Will W&I insurance work for my deal?

Deal size: W&I insurance is typically available for transactions valued in the A$5 million to A$1 billion range. However, most W&I insurers will have a minimum premium, which, for smaller deals, is often more than the deal value can sustain (even where the cost of the premium is shared between buyer and seller). Minimum premiums currently range from approximately A$200,000 - A$250,000. Hence, W&I insurance is usually only financially viable for deals exceeding A$10 million.
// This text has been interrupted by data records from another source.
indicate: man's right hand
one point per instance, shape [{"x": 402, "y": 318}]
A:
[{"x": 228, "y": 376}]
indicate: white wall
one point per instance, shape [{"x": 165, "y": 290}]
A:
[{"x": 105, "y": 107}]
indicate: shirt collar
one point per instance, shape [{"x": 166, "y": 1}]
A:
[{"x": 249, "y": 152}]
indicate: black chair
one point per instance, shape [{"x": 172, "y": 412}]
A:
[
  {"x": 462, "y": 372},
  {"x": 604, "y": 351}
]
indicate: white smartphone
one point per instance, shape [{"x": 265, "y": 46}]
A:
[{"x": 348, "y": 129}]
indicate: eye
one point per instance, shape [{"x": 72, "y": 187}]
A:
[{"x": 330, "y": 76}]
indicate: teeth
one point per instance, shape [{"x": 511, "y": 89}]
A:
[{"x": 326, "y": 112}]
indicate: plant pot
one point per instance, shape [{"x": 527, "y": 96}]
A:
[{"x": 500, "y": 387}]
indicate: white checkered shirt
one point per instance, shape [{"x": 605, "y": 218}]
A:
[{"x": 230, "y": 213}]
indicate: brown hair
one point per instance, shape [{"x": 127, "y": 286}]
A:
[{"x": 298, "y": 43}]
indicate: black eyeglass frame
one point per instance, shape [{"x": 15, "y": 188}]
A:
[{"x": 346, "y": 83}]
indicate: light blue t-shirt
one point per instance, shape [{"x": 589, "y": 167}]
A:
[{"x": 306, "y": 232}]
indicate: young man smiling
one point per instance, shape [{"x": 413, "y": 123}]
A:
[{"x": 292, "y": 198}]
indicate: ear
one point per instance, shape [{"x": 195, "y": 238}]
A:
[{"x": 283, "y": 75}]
Pricing: The Australian market has seen a surge in the volume of M&A activity in recent times, and a corresponding surge in the interest of parties wishing to utilise W&I insurance on their deals. This has resulted in an increase in premiums over the last 18 months, plateauing in Q4 2021 as W&I insurers reached their capacity, reducing availability at the lower end of the market and pushing up premiums. Premium rates increased from approximately 1.0% of the policy limit in 2020 to 1.5% of the policy limit in 2021. Nevertheless, broker reports indicate that prices are expected to stabilise in 2022, with a reduction in pressure on insurer capacity, an expansion of insurer deal teams, and new entrants into the market.

Timing: W&I insurance is traditionally more difficult to obtain in the financial year-end periods of May/June and November/December, when there is typically a boom in deal volumes and it can be more difficult to attract interest from W&I insurers, especially for smaller deals.
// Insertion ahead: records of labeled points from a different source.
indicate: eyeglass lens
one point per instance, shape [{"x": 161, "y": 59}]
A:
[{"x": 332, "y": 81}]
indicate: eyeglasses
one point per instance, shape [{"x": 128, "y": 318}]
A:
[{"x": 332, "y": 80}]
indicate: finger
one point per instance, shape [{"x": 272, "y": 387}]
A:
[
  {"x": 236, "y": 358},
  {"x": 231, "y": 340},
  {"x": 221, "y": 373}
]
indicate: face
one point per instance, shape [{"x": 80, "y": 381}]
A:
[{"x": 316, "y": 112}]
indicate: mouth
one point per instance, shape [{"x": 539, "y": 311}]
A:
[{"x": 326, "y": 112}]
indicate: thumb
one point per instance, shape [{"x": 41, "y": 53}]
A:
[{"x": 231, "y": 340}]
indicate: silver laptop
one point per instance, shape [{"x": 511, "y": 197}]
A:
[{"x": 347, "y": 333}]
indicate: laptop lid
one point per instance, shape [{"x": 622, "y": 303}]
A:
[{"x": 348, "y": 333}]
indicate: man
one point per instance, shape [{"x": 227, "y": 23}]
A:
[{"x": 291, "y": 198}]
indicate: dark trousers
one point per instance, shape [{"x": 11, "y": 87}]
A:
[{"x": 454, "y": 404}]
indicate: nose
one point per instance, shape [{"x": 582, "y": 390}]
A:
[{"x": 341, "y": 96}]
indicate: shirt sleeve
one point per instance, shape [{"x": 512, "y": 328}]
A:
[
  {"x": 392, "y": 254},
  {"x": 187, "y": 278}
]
Industry: W&I insurance is traditionally more readily available for deals in the real estate, infrastructure, logistics, technology, fast-moving consumer goods, and retail sectors. W&I insurers have typically been reluctant to provide insurance (and pricing is correspondingly higher) in highly regulated sectors such as financial services, telecommunications, and oil and gas, although this has started to change in recent years.

Due diligence: To obtain optimal W&I insurance coverage, an insured must be prepared to engage in a thorough due diligence process. An unsatisfactory level of initial due diligence may lead to the W&I insurer doing one or more of the following to adjust for the relevant risk:

  • Require "top-up" due diligence to be conducted.
  • Decide to exclude or limit coverage in relation to certain matters.
  • Provide only partial coverage in relation to certain warranties or indemnities.
  • Increase the premium or excess/retention payable.

Current key focus areas for W&I insurers include:

  • Employment matters, such as workforce classification, correct application of modern awards, industrial instruments and employment-related tax. W&I insurers now expect reviews of a sample of employees (5% - 10% of permanent and casual employees) to confirm compliance with awards and enterprise agreements.
  • COVID-19 impacts, especially in relation to valuations, multiples paid and management accounts, as well as impacts on customer/supplier contracts.
  • Cyber risks and data handling, especially with the increase in ransomware attacks as more employees work from home during the pandemic.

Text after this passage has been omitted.